Os autômatos de Descartes
Descartes é considerado o pai da filosofia e ciência moderna por sua concepção racional e mecânica do mundo a partir de seus autômatos, máquinas que bem poderiam passar por seres humanos se não fossem duas características principais destes: a expressão dos pensamentos numa linguagem respondendo ao sentido de tudo que se coloca na sua presença e a razão como luz natural ou instrumento universal dos seres humanos, os únicos capazes de expressar seus pensamentos numa linguagem e por meio dela o sentido de tudo à sua presença.

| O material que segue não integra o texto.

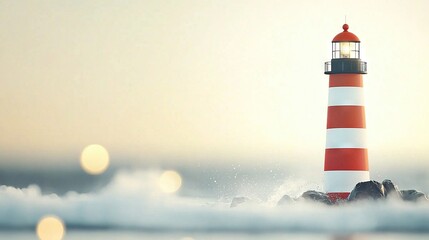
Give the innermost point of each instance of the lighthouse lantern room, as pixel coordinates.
(346, 155)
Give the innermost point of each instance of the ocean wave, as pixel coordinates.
(133, 200)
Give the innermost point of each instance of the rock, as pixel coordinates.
(367, 190)
(285, 200)
(239, 200)
(413, 195)
(391, 190)
(316, 196)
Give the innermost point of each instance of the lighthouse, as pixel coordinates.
(346, 154)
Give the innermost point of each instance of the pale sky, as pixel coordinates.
(204, 80)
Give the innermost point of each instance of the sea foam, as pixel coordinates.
(133, 200)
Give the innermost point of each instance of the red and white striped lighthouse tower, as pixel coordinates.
(346, 156)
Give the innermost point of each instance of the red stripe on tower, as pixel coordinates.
(346, 154)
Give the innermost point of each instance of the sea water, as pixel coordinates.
(132, 206)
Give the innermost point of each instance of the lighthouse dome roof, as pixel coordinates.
(346, 36)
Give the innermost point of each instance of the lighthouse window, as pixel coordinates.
(345, 50)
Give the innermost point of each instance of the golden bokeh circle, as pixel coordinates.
(170, 181)
(94, 159)
(50, 228)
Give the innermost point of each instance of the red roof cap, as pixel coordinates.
(346, 36)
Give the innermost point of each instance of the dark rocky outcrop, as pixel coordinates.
(316, 196)
(285, 200)
(413, 195)
(239, 200)
(367, 190)
(391, 190)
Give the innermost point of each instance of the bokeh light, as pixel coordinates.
(94, 159)
(170, 181)
(50, 228)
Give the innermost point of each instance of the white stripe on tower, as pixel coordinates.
(346, 138)
(346, 96)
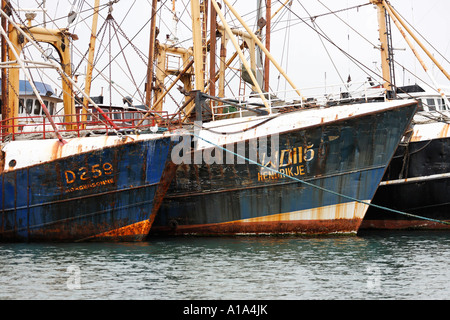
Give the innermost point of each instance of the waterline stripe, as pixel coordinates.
(318, 187)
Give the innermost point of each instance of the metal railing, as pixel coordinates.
(74, 125)
(283, 101)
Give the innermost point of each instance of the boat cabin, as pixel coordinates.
(30, 109)
(429, 101)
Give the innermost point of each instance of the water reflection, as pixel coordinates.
(397, 265)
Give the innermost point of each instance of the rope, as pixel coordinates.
(321, 188)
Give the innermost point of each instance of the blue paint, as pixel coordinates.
(83, 195)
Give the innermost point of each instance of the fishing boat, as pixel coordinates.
(418, 175)
(412, 194)
(82, 173)
(272, 166)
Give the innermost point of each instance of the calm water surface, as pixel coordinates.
(387, 265)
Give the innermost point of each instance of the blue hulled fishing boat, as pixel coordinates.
(78, 173)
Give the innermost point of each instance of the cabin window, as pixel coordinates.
(46, 105)
(37, 107)
(128, 115)
(117, 114)
(52, 108)
(29, 106)
(431, 105)
(21, 106)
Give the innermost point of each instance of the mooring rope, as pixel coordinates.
(321, 188)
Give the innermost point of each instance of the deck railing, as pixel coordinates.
(283, 101)
(94, 123)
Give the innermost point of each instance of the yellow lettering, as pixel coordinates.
(108, 168)
(96, 172)
(83, 174)
(71, 179)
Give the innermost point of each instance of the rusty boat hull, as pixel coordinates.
(330, 164)
(416, 182)
(85, 192)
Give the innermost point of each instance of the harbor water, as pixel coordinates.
(371, 266)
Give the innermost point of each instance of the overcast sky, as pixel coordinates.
(309, 60)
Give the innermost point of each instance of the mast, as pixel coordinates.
(258, 42)
(151, 55)
(385, 65)
(212, 52)
(198, 47)
(268, 31)
(396, 16)
(4, 88)
(397, 23)
(90, 65)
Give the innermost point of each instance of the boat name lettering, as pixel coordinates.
(88, 173)
(91, 185)
(299, 170)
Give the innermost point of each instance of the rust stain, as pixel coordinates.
(444, 131)
(132, 231)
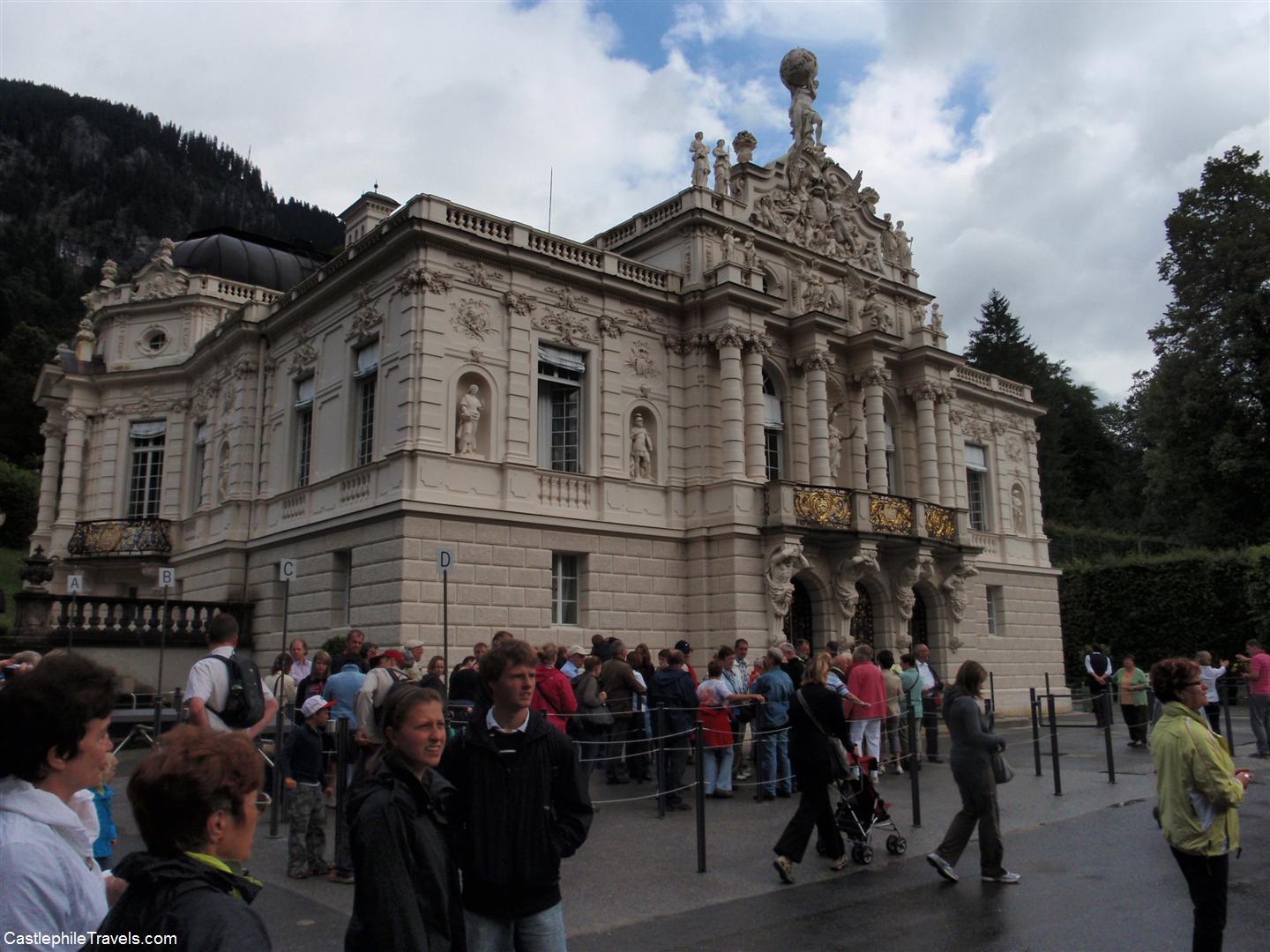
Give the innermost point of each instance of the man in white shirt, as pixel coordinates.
(300, 663)
(208, 684)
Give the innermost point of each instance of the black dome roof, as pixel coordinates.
(251, 259)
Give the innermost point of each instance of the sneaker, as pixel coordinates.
(941, 866)
(784, 868)
(1002, 877)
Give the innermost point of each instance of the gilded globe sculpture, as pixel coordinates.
(798, 69)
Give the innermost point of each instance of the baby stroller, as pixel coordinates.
(860, 811)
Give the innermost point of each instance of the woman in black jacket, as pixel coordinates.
(407, 880)
(816, 714)
(970, 758)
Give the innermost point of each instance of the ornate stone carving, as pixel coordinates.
(469, 420)
(850, 571)
(641, 450)
(700, 152)
(816, 360)
(305, 354)
(743, 144)
(923, 390)
(641, 361)
(909, 574)
(366, 319)
(873, 376)
(569, 299)
(955, 587)
(723, 167)
(478, 276)
(430, 280)
(569, 328)
(782, 565)
(728, 335)
(471, 317)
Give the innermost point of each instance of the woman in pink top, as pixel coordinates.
(865, 715)
(553, 693)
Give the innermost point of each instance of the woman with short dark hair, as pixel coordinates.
(195, 801)
(55, 741)
(1199, 793)
(407, 890)
(970, 758)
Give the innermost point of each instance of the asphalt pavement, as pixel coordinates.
(1096, 873)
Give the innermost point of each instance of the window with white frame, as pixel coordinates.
(977, 487)
(773, 430)
(303, 429)
(366, 376)
(145, 471)
(564, 589)
(198, 467)
(562, 375)
(996, 602)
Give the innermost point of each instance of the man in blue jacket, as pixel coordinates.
(672, 686)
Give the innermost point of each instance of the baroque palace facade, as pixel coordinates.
(733, 414)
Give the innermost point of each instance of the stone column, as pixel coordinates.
(873, 378)
(756, 346)
(728, 339)
(55, 435)
(816, 365)
(927, 464)
(944, 446)
(72, 467)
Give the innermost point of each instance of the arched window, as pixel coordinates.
(773, 430)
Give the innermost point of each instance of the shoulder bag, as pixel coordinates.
(840, 762)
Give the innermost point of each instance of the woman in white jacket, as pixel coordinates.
(55, 743)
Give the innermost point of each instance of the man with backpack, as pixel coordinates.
(225, 688)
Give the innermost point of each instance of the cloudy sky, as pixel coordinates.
(1034, 147)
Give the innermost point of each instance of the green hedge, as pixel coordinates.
(1154, 607)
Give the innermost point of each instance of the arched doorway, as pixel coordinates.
(863, 625)
(917, 629)
(800, 621)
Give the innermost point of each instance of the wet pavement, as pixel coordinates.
(1096, 873)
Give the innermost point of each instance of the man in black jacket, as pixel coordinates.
(522, 807)
(672, 686)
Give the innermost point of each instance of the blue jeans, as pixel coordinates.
(542, 932)
(773, 762)
(718, 770)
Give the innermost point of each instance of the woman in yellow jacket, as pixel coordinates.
(1198, 791)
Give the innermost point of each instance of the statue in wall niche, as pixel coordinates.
(903, 248)
(641, 450)
(469, 420)
(782, 565)
(1019, 509)
(723, 167)
(700, 161)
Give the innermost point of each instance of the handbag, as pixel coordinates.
(840, 761)
(1001, 770)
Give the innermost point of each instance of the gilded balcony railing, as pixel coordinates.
(819, 505)
(893, 514)
(940, 524)
(120, 537)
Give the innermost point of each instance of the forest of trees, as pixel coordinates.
(81, 181)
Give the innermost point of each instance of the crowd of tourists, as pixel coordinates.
(467, 792)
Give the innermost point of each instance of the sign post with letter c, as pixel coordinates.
(444, 562)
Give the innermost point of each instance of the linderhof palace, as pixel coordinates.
(730, 415)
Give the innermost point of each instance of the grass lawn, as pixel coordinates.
(11, 562)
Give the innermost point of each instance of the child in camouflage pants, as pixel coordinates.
(303, 773)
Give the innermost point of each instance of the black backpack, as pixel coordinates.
(244, 706)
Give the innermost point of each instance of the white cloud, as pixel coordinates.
(1096, 115)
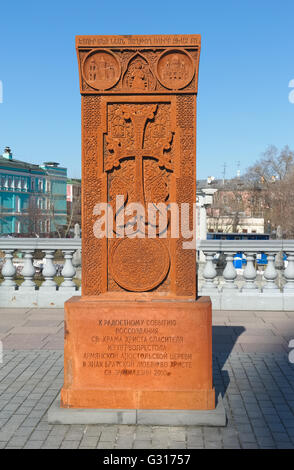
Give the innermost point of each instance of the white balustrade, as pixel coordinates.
(49, 270)
(28, 269)
(289, 273)
(249, 274)
(68, 271)
(233, 294)
(8, 270)
(209, 272)
(229, 272)
(270, 274)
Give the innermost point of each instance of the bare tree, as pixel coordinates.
(272, 183)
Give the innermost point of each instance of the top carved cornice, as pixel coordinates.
(155, 64)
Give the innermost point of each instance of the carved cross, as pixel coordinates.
(118, 152)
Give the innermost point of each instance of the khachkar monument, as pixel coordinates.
(138, 339)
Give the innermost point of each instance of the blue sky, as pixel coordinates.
(246, 63)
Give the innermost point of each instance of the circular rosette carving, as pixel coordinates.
(139, 264)
(175, 69)
(101, 69)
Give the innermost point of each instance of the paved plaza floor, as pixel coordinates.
(252, 370)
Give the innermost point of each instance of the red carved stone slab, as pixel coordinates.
(138, 338)
(138, 141)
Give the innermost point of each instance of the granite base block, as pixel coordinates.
(216, 417)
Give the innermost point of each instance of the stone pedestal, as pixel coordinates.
(133, 354)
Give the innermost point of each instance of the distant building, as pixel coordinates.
(73, 201)
(32, 197)
(236, 207)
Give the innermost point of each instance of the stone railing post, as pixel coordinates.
(68, 270)
(289, 273)
(49, 270)
(8, 270)
(270, 273)
(229, 272)
(249, 274)
(209, 272)
(28, 270)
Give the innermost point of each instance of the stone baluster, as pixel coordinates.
(289, 273)
(249, 274)
(229, 272)
(68, 270)
(209, 272)
(28, 270)
(8, 270)
(49, 270)
(270, 274)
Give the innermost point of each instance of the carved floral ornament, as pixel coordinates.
(104, 70)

Falar sobre a relação entre filosofia e mídia sem falar de Descartes é algo impossível neste sentido, haja vista que apesar dele contrapor a concepção racional do ser humano à mecânica do mundo, ele se tornou conhecido senão como o precursor de todo um mecanicismo moderno no qual as máquinas são vistas como ojeriza ao ser humano ao mesmo tempo que são cada vez mais produzidas à sua imagem e semelhança. Ele não é o único a pensar as máquinas na modernidade, pois muitos outros já a pensavam àquela época como demonstra Paolo Rossi no livro Os filósofos e as máquinas, porém, foi aquele que levou a fama de ter aberto uma compreensão do mundo a partir delas. De modo que, parece interessante perceber como as máquinas estão presentes no seu Discurso do método (1637), pensadas mesmo em paralelo a este no tratado que foi denominado por Tratado de mecânica por Nicolas-Joseph Poisson e como da contraposição do ser humano a elas surgiu a compreensão mecanista do mundo que lhe é devida.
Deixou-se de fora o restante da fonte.